Metabolic engineering of microbes for branched-chain biodiesel production with low-temperature property

Background: The steadily increasing demand for diesel fuels calls for renewable energy sources. This has attracted a growing amount of research to develop advanced, alternative biodiesel worldwide. Several major disadvantages of current biodiesels are the undesirable physical properties such as high viscosity and poor low-temperature operability. Therefore, there is an urgent need to develop novel and advanced biodiesels. Results: Inspired by the proven capability of wax ester synthase/acyl-coenzyme A, diacylglycerol acyltransferase (WS/DGAT) to generate fatty acid esters, de novo biosynthesis of fatty acid branched-chain esters (FABCEs) and branched fatty acid branched-chain esters (BFABCEs) was performed in engineered Escherichia coli through combination of the (branched) fatty acid biosynthetic pathway and the branched-chain amino acid biosynthetic pathway.
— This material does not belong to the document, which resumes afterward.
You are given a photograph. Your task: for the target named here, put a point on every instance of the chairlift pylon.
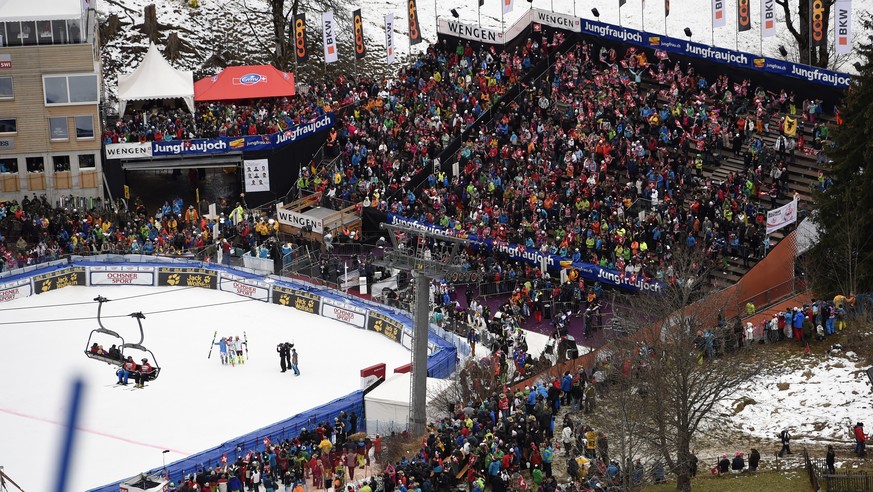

Furthermore, by modifying the fatty acid pathway, we improved FABCE production to 273 mg/L and achieved a high proportion of FABCEs at 99.3 % of total fatty acid esters. In order to investigate the universality of this strategy, Pichia pastoris yeast was engineered and produced desirable levels of FABCEs for the first time with a good starting point of 169 mg/L. Conclusions: We propose new pathways of fatty acid ester biosynthesis and establish proof of concept through metabolic engineering of Escherichia coli and P. pastoris yeast. We were able to produce advanced biodiesels with high proportions FABCEs and BFABCEs. Furthermore, this new strategy promises to achieve advanced biodiesels with beneficial low-temperature properties.